All of these are a different way to measure how engaged your audience is. In my opinion, it takes a combination of all of these metrics to paint a true picture of an engaged audience, all of which can be measured in Google Analytics.

By traveling to Audience > Overview you can measure most of these metrics:

audience overview breakdown

You can find your traffic sources in Behavior > Site Content > All Sources, and filtering by Source/Medium:

traffic by source-medium

Up until now, we’ve covered all of the major metrics used to analyze content on your own hosted domains, but it’s also important to take into account the performance of the channels you use to drive traffic to your site in the first place.

Social Media Engagement

Social media is a popular channel used to reach audiences where they are online, and drive them back to your website. Using the method we mentioned above, you can easily determine just how much social media drives, but in order to understand how likely your social media audience is to convert to traffic, you’ll need to measure your engagement.

Social media engagement is often measured with the following metrics:

  • Followers / new followers: how many people subscribe to your social media updates, and how many of them are new each month.
  • Likes, comment and post shares: how many times are people interacting with your posts in a meaningful way?
  • Engagement rate: out of the number of times your posts were seen, how many times was it interacted with?

There are many more metrics that you can use to track your social media engagement, depending on how you use social media to meet your goals, all of which can be tracked using popular tools like Sprout Social, Hootsuite or Buffer, or tracked in the platform themselves. Here’s an example of what that looks like on Facebook, from One PPC:

facebook traffic analysis

SEO

Search engines are an incredibly powerful way to find new audiences. If someone is searching for a keyword relevant to the content you’ve created, chances are they’ll find it valuable. The practice of optimizing your content for search engines is called search engine optimization, or SEO. To measure your SEO efforts, you can use Google Analytics to measure ‘organic’ traffic.

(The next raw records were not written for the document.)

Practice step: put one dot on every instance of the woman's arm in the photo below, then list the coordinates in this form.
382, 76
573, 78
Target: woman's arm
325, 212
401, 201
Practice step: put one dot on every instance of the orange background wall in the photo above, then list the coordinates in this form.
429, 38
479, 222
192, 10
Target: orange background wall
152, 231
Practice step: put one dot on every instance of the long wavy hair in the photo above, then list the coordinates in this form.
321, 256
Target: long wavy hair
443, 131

Use the same Google Analytics dashboard to narrow organic traffic by navigating to Behavior > Site Content > Medium to filter by only organic traffic.

traffic medium analysis

Exposure and Authority

Often called ‘thought leadership,’ measuring your exposure and authority is the practice of finding metrics that determine how many people have heard of your brand, and how influential your brand is to them.

It’s the hardest metric to measure, but there are some quick ways to get started:

  • Organic impressions: when people search for terms relevant to your business, do they see your content?
  • PR coverage: how often is your company or executive team quoted or mentioned in the press?
  • Industry events: how often are you asked to speak or attend industry events without paying?
  • Sentiment: when people talk about your brand on social media or public forums, are they doing so with positive or negative sentiment?

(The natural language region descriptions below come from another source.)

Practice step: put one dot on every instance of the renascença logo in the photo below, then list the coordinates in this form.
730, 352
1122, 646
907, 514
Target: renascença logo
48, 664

When people start to recognize your brand as an authority on certain topics, whether online or in-person, you’ll know you’ve made an impact.

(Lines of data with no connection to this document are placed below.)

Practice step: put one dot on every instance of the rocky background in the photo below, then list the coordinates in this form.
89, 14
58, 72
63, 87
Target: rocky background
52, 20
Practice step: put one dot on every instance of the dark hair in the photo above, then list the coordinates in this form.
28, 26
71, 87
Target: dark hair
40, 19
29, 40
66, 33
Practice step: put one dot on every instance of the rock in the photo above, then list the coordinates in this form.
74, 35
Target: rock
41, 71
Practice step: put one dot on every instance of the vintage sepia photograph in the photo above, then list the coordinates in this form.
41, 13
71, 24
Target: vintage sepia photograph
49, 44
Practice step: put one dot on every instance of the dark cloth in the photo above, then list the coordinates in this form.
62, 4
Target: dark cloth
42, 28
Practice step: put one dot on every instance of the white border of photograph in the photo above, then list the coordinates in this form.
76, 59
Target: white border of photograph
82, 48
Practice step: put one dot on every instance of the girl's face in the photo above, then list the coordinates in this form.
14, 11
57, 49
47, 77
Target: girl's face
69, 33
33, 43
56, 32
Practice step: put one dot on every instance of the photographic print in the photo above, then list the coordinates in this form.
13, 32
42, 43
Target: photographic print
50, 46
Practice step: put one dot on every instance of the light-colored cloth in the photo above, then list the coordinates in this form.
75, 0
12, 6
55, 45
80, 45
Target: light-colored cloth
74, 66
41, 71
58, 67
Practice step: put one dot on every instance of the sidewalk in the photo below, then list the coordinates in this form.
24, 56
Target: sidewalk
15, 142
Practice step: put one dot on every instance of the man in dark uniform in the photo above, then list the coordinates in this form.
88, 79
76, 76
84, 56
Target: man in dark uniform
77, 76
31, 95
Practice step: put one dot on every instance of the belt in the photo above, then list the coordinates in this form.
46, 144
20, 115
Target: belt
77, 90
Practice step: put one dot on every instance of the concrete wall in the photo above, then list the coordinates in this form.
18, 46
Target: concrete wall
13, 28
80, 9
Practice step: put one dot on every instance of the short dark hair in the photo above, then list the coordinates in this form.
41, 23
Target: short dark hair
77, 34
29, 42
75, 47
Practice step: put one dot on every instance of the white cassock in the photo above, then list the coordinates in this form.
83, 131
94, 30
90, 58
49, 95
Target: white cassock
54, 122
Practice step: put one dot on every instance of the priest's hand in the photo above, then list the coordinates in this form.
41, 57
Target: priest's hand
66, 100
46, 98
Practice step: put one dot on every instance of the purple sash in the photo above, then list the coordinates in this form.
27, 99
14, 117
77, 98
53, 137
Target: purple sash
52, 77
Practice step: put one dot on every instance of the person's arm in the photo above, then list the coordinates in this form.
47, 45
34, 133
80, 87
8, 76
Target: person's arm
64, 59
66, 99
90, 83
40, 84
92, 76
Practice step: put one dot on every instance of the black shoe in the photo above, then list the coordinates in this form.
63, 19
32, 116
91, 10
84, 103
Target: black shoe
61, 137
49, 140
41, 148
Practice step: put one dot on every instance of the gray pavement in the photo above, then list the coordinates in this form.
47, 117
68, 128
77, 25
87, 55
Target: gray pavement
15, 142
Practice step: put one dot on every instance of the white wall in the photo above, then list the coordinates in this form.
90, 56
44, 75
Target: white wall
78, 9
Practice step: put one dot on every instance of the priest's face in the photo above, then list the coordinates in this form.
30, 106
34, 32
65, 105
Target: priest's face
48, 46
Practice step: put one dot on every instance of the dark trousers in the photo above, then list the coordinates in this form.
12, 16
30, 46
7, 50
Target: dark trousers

If you’re using paid promotional tactics to distribute your content, you can use a discovery platform like Taboola to track your results.

Some Final Thoughts

There are a number of metrics that you can use to track your content’s ROI, but it depends on your overall business goals.

To summarize:

  • Determine which business goals your content marketing efforts will support, with a documented content marketing strategy
  • Build a framework to measure your content’s impact on those goals
  • Ultimately, you should strive to measure your content’s impact on sales and revenue, even if your efforts sit more towards the top of the funnel

You don’t need all of these metrics to successfully track your content marketing program, but make sure you’re tracking those that you’ve determined support your ultimate business goals outlined in your content strategy.